Adriano Romualdi ha rappresentato, per svariate generazioni, la figura dell’intellettuale militante in lotta contro il suo tempo. Morto giovane, come gli eroi prediletti dagli dèi, il suo linguaggio era forte, i suoi concetti liberi e le sue parole un continuo richiamo: riunire idee ed energie per impegnare la buona battaglia, sempre e in qualunque condizione.
In un’epoca in cui l’Europa era già stata gettata sul piano inclinato della dissoluzione, seppe tracciare linee guida semplici e potenti, con obiettivi luminosi da additare a chi avesse cuore e tenacia: innanzi a tutti, l’Europa-Nazione, il grande mito di una rinascita europea da invocare e attuare ad ogni costo, così da rendere vana l’antica congiura che ne decretò la rovina.

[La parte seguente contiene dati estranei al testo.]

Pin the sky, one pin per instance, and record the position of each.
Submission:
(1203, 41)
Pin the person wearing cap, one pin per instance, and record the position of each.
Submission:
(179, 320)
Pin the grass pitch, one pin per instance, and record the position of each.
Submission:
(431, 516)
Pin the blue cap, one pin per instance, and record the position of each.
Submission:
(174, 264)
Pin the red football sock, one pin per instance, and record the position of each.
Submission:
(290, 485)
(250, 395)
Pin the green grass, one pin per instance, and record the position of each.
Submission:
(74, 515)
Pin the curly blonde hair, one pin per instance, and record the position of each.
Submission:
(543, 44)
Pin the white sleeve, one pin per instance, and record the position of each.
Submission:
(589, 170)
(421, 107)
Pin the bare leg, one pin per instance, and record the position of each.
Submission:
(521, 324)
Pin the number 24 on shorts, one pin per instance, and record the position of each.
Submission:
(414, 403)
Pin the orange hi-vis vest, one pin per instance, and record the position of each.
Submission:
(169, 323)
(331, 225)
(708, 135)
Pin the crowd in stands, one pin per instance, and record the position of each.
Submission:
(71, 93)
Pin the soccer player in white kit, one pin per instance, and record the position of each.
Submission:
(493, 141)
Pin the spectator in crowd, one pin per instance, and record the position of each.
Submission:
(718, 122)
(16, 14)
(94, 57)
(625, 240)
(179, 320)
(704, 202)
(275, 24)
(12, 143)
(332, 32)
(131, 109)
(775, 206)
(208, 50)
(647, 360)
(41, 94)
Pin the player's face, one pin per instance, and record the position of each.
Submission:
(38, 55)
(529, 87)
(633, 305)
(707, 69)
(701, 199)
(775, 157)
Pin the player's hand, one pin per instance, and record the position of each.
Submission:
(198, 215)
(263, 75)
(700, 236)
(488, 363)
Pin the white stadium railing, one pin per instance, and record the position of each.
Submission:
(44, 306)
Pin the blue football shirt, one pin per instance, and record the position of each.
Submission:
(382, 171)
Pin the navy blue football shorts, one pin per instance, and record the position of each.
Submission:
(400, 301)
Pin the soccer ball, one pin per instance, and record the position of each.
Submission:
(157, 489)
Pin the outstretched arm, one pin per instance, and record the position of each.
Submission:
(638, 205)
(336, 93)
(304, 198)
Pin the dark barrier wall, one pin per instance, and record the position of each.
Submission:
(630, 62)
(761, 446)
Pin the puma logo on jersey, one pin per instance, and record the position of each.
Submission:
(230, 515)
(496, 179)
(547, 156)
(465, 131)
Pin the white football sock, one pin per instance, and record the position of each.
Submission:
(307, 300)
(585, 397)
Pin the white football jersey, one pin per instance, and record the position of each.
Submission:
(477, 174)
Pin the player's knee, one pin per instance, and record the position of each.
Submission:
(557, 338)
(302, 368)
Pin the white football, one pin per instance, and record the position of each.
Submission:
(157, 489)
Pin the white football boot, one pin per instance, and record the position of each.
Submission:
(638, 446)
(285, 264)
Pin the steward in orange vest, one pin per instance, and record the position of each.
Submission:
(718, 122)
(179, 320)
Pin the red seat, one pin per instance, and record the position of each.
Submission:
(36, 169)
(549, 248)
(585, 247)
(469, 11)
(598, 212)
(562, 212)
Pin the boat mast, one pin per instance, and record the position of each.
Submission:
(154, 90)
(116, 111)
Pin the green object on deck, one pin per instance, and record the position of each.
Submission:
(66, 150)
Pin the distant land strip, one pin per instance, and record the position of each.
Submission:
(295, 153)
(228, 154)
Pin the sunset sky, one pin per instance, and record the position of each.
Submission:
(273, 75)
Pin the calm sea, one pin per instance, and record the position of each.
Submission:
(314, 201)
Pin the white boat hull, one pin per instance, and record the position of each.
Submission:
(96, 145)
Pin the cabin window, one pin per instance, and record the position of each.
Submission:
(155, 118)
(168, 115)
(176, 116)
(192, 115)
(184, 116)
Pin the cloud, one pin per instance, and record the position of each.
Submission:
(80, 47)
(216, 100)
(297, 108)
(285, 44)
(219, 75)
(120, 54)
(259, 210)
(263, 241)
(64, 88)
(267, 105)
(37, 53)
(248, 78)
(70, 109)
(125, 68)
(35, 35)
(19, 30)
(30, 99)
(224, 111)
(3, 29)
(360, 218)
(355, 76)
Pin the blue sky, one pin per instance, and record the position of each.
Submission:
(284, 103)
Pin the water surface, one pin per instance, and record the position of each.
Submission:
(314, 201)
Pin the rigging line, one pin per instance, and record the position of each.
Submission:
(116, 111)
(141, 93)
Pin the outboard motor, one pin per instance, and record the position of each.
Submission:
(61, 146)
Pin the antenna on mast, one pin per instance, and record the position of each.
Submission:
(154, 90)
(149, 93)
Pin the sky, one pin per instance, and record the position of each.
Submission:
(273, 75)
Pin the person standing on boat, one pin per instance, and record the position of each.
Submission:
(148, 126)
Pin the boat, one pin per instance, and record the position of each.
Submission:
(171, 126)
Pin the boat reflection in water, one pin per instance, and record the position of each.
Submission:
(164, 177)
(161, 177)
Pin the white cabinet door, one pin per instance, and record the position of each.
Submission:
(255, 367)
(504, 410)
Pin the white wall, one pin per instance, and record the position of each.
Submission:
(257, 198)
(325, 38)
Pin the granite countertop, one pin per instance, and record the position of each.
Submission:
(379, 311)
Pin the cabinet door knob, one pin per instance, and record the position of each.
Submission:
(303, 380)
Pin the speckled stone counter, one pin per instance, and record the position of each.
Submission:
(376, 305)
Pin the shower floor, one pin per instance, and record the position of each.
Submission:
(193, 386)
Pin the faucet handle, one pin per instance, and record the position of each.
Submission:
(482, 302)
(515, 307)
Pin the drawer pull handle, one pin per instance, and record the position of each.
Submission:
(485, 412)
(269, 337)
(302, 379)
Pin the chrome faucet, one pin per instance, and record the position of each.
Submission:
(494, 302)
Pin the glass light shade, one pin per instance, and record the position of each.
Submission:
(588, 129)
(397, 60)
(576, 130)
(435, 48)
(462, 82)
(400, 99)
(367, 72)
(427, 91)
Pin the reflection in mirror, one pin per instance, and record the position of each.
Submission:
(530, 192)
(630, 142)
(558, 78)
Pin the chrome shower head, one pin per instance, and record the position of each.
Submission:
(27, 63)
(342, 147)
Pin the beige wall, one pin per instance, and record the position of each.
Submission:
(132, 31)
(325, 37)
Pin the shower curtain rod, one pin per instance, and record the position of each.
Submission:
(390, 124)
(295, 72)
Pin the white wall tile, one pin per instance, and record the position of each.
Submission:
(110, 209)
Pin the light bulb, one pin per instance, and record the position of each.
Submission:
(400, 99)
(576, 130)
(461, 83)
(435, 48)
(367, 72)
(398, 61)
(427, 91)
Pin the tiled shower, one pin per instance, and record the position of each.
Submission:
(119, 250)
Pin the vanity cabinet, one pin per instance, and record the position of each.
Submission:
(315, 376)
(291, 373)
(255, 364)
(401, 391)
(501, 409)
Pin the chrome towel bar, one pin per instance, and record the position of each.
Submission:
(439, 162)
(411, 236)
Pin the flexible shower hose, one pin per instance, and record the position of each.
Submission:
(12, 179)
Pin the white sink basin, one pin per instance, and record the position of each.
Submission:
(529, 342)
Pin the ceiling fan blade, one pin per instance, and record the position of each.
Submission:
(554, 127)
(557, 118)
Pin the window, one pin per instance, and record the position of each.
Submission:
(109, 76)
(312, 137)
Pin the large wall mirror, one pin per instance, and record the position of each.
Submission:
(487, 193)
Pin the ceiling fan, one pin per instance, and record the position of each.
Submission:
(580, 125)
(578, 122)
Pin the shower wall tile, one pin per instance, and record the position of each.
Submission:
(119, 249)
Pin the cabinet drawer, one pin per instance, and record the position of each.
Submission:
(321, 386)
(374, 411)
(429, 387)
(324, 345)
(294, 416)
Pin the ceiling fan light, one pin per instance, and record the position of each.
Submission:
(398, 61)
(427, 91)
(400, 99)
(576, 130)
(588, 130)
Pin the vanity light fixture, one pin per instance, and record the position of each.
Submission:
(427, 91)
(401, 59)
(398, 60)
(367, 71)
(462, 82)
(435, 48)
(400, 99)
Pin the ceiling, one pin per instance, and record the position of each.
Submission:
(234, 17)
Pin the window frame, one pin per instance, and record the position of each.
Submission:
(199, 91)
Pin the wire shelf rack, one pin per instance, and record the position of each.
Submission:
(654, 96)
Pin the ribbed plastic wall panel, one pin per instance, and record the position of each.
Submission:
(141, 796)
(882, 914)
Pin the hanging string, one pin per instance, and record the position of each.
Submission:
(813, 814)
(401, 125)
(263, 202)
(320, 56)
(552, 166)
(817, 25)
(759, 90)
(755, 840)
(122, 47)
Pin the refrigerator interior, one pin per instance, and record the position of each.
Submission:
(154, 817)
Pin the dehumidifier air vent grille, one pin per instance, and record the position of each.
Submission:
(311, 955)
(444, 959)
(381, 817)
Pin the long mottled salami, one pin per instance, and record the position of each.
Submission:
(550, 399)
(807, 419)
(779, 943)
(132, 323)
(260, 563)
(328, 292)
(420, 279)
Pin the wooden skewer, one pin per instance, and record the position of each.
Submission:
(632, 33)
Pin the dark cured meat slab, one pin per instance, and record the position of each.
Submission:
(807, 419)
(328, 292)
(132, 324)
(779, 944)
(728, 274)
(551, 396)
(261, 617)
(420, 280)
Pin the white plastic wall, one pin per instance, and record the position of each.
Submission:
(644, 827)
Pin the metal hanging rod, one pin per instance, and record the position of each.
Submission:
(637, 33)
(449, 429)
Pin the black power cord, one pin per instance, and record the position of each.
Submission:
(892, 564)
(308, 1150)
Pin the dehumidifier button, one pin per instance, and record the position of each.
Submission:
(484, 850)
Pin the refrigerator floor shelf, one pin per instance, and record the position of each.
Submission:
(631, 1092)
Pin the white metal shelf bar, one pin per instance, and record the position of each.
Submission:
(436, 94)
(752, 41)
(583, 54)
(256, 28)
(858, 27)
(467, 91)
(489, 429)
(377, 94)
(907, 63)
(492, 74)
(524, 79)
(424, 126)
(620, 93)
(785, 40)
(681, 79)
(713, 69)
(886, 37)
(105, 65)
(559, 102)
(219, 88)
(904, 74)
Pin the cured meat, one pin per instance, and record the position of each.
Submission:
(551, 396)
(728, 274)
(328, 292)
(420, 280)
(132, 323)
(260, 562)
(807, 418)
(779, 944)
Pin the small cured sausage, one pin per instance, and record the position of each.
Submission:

Si crea in questo modo il presupposto per la conformazione di nuove categorie: la destra rivoluzionaria diventa l’agile meccanismo – mentale e culturale, prima ancora che politico – col quale aprirsi la strada verso panoramiche visuali sui mondi rinnovati del socialismo e del nazionalismo: due soli da riaccendere per illuminare la strada dell’uomo europeo.
Attraverso l’indagine dei maggiori interessi politici e culturali che impegnarono Romualdi – la rivoluzione conservatrice tedesca come matrice di idealità europee, il Fascismo come forza ideale politica e metapolitica, la primordialità indoeuropea come mito dell’etnogenesi – e attraverso i tre spiriti-guida che lo ebbero quale allievo privilegiato – Platone, Nietzsche, Evola – noi possiamo comprendere la vastità del campo sul quale impegnare la nuova lotta.
Sulle tracce di Romualdi, il rivoluzionario-conservatore del nuovo Millennio ricrea l’ideologia solare del futuro cesellando i nuovi simboli su quelli arcaici, ed imbocca la via aurea della rivincita del pensiero mitico sui detriti dell’oscurantismo razionalista, della massificazione ugualitaria, del pregiudizio cosmopolita.